Patient and very flexible ISFPs follow the path of least resistance, rarely criticising the beliefs, actions or attitudes of others. This also means that they will not always stand against change but will instead internalise events and then accommodate for these events rather than trying to control or resist them. The desire for harmony at all costs also means that the ISFP may not voice their concerns, preferring to bottle up their feelings possibly for longer than is good for them. Their view is that to be forthcoming is to put your head above the parapet and the ISFP will not do that readily.
Focusing on the here and now, the ISFP will live life to the full, privately enjoying the present moment, and finding real pleasure in the more sensory and practical activities such as painting or handicrafts. Unlike the INFP who will be intensely future focused, the ISFP wants to remain in the concrete reality present until their need for experience is satiated and they move onto the next, new sensory experience. They need an inner balance, a kind of karma for their lives and this means keeping things as uncomplicated as possible. This need for balance and harmony may mean, however that the ISFP puts off a decision until the decision is made for them. Being so present-oriented they may neglect to plan or even try to glimpse into even the near future preferring to take life as it comes along. Planning and control are not for the ISFP, they much prefer to stay in the background doing the things they like, keeping a balance which also includes choosing to remain happily disorganised.
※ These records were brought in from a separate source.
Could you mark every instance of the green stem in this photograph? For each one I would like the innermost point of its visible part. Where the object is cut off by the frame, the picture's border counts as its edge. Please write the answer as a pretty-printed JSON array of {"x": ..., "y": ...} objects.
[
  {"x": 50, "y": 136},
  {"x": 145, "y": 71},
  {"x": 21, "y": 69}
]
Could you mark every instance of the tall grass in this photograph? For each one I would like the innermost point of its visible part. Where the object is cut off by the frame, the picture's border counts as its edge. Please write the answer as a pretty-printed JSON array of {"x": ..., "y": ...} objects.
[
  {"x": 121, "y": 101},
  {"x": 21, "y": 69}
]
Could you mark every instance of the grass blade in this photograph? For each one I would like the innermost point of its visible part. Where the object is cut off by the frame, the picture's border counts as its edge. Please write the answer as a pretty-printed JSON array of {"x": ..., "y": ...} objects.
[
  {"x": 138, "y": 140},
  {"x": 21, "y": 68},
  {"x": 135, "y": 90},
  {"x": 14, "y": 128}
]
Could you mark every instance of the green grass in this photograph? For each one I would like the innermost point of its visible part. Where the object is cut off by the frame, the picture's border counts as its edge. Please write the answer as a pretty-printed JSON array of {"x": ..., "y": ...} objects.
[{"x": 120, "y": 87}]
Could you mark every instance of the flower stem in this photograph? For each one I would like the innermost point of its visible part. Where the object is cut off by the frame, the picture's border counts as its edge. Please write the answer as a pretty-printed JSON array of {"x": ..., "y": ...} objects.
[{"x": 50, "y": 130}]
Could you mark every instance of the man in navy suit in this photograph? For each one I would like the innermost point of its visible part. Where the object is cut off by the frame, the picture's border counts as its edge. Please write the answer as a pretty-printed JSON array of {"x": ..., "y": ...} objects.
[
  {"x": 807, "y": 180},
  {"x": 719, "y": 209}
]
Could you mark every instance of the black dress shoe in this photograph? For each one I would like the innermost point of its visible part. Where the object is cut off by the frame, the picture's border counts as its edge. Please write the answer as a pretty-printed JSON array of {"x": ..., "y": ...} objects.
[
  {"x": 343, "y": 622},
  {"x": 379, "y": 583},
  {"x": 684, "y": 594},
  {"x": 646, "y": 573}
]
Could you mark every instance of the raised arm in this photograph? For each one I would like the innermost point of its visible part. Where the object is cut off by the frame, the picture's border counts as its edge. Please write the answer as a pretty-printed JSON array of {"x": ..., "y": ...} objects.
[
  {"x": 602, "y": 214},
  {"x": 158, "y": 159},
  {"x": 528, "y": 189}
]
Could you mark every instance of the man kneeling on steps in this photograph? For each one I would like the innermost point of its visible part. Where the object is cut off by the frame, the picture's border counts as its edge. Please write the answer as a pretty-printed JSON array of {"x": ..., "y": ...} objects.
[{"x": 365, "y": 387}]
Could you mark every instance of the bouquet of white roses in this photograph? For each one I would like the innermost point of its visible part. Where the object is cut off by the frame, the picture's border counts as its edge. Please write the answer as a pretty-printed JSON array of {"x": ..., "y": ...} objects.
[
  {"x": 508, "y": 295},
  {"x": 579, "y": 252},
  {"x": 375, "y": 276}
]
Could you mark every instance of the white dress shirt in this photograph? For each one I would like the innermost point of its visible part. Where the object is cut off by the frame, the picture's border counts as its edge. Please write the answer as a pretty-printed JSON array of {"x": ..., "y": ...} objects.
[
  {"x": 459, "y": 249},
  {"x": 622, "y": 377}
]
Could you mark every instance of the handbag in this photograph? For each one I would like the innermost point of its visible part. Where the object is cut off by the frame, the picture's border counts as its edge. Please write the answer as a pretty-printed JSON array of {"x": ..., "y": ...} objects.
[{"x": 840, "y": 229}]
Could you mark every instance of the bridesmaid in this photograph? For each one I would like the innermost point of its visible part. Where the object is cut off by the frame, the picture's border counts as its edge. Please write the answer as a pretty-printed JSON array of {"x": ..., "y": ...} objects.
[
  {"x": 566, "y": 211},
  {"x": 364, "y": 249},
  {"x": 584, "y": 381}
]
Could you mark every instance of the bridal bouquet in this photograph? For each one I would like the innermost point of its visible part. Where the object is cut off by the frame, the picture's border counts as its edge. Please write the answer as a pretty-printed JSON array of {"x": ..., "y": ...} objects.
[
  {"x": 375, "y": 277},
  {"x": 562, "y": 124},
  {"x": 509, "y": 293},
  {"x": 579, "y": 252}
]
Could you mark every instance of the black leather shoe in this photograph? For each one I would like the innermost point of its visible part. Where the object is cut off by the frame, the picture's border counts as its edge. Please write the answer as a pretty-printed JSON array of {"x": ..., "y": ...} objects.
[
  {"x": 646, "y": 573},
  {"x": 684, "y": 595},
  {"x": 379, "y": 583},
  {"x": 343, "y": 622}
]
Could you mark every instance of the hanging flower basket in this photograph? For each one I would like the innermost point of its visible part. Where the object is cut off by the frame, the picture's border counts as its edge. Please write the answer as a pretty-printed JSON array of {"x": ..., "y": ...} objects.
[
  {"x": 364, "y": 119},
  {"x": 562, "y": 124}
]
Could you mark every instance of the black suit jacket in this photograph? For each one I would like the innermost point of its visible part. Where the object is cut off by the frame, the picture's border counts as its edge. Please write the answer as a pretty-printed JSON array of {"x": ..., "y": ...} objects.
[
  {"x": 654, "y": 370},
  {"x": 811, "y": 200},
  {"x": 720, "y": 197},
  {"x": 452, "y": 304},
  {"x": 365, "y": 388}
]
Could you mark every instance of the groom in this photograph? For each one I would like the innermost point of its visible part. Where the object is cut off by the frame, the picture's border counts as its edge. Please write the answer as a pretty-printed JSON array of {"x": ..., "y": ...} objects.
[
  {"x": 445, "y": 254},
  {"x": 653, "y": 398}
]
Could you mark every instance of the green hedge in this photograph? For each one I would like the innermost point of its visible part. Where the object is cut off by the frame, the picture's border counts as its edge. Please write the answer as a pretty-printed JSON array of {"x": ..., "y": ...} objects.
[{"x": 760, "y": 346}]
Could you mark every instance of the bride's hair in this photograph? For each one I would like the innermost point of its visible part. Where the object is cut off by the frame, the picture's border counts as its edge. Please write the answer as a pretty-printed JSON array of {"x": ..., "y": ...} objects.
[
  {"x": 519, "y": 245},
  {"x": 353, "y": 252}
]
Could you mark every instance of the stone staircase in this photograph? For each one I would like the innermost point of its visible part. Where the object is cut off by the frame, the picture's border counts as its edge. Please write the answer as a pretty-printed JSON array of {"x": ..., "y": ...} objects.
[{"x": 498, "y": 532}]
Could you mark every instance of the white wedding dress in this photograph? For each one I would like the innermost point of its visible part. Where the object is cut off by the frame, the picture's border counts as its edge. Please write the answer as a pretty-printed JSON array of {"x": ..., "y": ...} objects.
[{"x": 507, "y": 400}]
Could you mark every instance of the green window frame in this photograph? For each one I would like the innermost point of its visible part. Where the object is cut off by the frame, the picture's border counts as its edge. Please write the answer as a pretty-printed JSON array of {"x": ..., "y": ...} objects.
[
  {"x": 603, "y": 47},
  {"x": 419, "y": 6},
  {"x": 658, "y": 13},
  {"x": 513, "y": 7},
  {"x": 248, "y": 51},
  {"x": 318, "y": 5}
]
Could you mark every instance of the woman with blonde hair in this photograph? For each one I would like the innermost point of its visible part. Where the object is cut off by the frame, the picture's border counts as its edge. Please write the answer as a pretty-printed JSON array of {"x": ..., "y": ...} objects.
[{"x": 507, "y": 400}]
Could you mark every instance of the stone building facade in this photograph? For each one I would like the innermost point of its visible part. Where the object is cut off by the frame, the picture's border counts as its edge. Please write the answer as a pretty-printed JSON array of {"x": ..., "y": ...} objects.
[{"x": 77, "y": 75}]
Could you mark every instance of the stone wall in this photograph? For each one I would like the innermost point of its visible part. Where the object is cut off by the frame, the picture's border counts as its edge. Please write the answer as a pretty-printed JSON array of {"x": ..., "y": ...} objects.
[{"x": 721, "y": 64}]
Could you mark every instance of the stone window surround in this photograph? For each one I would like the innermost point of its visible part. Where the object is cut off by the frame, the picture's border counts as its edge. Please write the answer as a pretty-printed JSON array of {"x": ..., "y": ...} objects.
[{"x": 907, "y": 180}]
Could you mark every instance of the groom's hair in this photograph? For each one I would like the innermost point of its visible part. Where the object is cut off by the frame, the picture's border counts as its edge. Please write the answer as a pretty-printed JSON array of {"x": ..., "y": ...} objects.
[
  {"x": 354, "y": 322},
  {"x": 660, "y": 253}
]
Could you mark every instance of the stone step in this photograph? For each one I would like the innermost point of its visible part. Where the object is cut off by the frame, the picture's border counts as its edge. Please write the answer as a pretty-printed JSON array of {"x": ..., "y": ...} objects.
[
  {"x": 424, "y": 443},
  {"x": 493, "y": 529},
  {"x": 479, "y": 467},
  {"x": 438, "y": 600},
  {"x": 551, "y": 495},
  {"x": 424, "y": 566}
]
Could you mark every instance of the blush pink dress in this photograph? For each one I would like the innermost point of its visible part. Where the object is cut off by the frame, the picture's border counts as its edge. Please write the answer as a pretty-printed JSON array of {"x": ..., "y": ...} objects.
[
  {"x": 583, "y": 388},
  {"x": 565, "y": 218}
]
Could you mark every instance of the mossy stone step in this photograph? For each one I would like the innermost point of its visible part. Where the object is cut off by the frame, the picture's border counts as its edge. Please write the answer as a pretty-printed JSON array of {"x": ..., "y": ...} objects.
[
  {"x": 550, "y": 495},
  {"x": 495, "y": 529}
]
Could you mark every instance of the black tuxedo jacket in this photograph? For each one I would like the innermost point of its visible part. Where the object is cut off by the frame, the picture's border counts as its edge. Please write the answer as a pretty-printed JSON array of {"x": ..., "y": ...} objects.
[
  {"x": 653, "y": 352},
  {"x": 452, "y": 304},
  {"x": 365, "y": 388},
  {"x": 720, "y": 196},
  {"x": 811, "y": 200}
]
The downside of this is that the ISFP can be overly laid back and, unless it is important to their values, have 'one speed,' with little acceleration. The ISFP wants, and needs, a cooperative environment, where harmony is a first principle, and confrontation is kept to a minimum. Incredibly perceptive, ISFPs are ahead of the game and are usually the first to tune into the ‘new wave.’ Many ISFPs throw themselves into new fashions, ‘avant garde’ experiences, 'hip' trends, some even setting these trends. Their natural impulse hankers after freedom, and they often push off when others least expect it. The ISFP who continually represses these impulses will lack energy and may eventually push off anyway, towards anything provided it is different. Formal education is difficult for the majority of ISFPs, they prefer experiential learning, at which many excel. ISFPs will practice playing an instrument or honing a favoured skill such as painting for hours on end, not so much as practice as for the sheer joy of the experience.
Often confused with the INFP, ISFPs are less dreamers and less future oriented than INFPs, preferring to live out their sensory experiences and make them happen in real time, rather than enjoying imagining them in the future. They will internalise their feelings so much that they will be difficult to know, although sometimes these feelings will leak out at inappropriate times. The ISFP often project their reactions to their feelings, rather than the feeling itself.